C. : Vous montrez deux films de Balufu Bakupa-Kanyida…

M.M.P. : Et deux films de Djo Munga. Oui ce sont les deux exceptions. C’est que Balufu aurait dû avoir une rétrospective qui ne s’est finalement pas faite. Auguy, le court-métrage de Djo Munga, m’a semblé important, parce que quand il a fait ce film de fin d’étude à l’INSAS on lui a dit que ça n’était pas un film africain… Il a eu beaucoup de soucis, je crois même qu’il n’a pas eu son diplôme, qu’il a arrêté de faire du cinéma. Et puis, le film a continué sa vie en festival où il a eu un énorme succès. Cela a rétabli sa confiance en lui en tant que cinéaste et cela a forgé sa décision de continuer à travailler, mais au Congo pour ne plus subir ce qu’il venait de vivre ici. Il est devenu le correspondant de grandes agences de presse internationales au Congo, tout en écrivant Viva Riva ! qui a pris cinq ans de sa vie. Cette réception de son court-métrage a déclenché toute la suite. Tout cela est vraiment une histoire belgo-congolaise.

 

C. : Il y a malheureusement peu de films de femmes dans ce programme, quatre courts-métrages et votre moyen-métrage.

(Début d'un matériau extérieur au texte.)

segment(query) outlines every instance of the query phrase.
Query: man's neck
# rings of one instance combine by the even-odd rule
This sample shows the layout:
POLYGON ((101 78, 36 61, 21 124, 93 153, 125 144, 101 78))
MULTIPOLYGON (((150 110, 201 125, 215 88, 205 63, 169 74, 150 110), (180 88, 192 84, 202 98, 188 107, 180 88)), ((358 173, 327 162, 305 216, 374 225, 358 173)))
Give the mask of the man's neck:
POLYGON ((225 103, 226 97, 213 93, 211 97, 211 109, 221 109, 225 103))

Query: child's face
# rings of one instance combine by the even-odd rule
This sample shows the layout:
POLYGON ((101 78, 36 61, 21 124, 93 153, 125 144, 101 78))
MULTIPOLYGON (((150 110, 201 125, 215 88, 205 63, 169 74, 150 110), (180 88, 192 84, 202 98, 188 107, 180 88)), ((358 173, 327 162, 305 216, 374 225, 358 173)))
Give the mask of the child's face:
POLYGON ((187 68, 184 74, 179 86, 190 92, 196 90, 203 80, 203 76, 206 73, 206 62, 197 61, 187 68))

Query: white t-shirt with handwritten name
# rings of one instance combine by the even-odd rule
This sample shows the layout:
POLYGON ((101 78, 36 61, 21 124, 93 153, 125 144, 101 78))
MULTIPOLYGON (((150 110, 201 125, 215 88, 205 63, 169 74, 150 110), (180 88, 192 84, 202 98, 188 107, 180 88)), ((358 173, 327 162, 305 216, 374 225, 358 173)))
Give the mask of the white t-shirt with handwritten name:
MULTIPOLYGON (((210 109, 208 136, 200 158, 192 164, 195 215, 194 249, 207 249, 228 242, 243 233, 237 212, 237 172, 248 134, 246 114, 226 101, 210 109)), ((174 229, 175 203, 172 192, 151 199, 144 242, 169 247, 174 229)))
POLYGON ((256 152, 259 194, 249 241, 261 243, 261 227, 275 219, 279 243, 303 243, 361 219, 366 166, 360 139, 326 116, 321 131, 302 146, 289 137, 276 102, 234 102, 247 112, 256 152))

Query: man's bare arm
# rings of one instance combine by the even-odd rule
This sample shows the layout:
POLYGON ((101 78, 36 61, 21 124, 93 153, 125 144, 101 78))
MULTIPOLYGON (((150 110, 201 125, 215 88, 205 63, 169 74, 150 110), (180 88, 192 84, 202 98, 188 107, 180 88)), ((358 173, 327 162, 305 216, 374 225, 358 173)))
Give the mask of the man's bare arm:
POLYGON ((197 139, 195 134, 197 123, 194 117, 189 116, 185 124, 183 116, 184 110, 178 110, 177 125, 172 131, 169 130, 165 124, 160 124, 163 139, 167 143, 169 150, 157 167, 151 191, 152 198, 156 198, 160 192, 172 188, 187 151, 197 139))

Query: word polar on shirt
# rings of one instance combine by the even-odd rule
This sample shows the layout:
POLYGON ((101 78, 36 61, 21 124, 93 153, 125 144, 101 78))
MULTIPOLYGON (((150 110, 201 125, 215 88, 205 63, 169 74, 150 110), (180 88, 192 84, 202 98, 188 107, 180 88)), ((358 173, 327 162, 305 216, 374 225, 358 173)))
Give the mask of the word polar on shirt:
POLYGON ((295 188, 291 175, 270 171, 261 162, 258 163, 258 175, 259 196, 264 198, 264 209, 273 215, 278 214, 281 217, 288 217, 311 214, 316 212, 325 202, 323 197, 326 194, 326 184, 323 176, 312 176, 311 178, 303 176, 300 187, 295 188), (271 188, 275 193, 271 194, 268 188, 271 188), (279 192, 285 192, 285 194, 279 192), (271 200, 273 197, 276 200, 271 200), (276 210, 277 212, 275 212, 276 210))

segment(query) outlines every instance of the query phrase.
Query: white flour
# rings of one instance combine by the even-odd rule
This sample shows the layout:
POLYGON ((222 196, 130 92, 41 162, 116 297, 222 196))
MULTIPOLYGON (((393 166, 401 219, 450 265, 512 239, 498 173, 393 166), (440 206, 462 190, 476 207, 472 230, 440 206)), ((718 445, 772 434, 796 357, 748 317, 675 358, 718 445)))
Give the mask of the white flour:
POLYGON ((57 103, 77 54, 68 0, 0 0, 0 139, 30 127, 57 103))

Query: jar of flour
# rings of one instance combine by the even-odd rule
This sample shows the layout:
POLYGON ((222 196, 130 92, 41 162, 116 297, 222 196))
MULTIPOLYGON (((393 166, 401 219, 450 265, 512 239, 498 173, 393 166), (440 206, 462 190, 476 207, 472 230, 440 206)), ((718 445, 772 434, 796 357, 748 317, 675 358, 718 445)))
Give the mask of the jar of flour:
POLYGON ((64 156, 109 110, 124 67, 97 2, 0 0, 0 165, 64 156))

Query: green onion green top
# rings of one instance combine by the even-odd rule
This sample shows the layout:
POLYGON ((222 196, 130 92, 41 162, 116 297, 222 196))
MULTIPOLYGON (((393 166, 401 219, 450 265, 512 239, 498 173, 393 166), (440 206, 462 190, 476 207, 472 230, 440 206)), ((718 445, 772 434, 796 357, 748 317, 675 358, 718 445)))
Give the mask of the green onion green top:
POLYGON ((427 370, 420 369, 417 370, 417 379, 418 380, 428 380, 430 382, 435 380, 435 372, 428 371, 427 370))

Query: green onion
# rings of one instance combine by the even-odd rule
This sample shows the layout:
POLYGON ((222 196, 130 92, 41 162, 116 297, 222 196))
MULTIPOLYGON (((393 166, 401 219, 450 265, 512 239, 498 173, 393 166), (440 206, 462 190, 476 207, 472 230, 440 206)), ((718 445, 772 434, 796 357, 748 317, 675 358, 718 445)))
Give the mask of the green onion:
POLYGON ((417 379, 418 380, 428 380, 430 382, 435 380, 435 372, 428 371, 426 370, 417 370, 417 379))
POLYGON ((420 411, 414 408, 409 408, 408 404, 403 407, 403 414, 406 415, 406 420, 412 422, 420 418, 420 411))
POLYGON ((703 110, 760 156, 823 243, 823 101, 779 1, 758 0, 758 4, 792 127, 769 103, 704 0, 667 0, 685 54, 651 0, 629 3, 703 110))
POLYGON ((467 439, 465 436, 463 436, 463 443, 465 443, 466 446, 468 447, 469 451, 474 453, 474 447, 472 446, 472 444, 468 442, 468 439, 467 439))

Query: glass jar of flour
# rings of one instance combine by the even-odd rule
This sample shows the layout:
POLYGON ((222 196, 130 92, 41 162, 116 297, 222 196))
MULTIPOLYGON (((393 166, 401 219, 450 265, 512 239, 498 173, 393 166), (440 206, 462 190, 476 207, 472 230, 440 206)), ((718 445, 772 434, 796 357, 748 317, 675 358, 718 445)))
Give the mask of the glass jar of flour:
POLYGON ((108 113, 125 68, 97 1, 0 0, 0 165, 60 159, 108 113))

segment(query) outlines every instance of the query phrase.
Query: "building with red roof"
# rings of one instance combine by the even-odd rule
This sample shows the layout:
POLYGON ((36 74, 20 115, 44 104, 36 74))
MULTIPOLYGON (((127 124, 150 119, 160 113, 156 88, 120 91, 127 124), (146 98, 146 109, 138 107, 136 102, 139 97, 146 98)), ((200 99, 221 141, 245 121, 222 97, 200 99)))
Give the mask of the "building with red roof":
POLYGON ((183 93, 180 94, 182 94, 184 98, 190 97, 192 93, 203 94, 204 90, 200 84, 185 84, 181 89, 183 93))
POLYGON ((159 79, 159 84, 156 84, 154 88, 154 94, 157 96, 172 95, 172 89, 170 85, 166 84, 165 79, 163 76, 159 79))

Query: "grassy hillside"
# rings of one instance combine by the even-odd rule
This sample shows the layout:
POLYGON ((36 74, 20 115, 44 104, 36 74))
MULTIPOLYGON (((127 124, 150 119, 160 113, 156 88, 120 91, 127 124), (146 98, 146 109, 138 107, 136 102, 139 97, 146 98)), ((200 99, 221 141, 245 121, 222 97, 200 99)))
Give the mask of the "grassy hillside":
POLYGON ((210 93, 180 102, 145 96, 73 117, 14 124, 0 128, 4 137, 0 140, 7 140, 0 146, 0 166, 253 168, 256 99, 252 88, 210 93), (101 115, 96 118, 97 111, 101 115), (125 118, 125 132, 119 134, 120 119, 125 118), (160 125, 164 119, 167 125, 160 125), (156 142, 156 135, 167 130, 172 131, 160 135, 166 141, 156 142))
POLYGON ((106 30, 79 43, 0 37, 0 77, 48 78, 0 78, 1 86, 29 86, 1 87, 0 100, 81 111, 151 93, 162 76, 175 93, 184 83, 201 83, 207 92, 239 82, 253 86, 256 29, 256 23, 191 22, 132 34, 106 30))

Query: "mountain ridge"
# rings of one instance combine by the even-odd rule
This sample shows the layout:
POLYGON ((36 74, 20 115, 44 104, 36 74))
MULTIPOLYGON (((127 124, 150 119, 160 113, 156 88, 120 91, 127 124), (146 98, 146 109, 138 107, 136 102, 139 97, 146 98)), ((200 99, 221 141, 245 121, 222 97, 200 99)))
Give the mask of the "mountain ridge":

M.M.P. : Vous soulignez l’un de mes grands chagrins : je n’ai pas pu avoir, pour raison financière, le premier film de long-métrage d'une Congolaise, Maki’la, d’une jeune réalisatrice congolaise passée par l’école de Djo Munga d’ailleurs, sélectionné au festival de Berlin. Machérie Ekwa Bahango est vraiment issue du pavé kinois et elle raconte une histoire d’enfants des rues, mais contrairement à celles qu’on a l’habitude de voir, c’est une très grande histoire d’amour. Dure, violente, mais magnifique. Il y a aussi le film documentaire sur les LGBTQIA+ congolais de Joëlle Sambi, mais il n’était pas encore prêt. J’ai du coup essayé de réunir quelques films, surtout des courts-métrages de jeunes réalisatrices. Clarisse Muvuba-Mwimbu, le personnage principal du documentaire que j’ai co-réalisé avec Guy Kabeya Muya, Entre la coupe et l’élection, se tue à la tâche. Non seulement elle a réalisé Olongo que nous montrons dans le programme, mais elle organise un festival de films de femmes à Kinshasa pratiquement toute seule, elle produit aussi des films comme le premier film de Nelson Makengo, qui depuis a réalisé Nuit debout, que nous montrons aussi et elle est actuellement en plein tournage de sa première série. C’est une battante inouïe ! Et je suis très contente de montrer son film, elle est la seule cinéaste congolaise vivant au Congo de ce programme, les autres sont issues de la diaspora. Elles n'en sont pas moins méritantes et j’en fais partie (rires), mais c’était très important qu’elle soit là. Tous ces films me sont liés et ont des liens entre eux. Ils forment un paysage.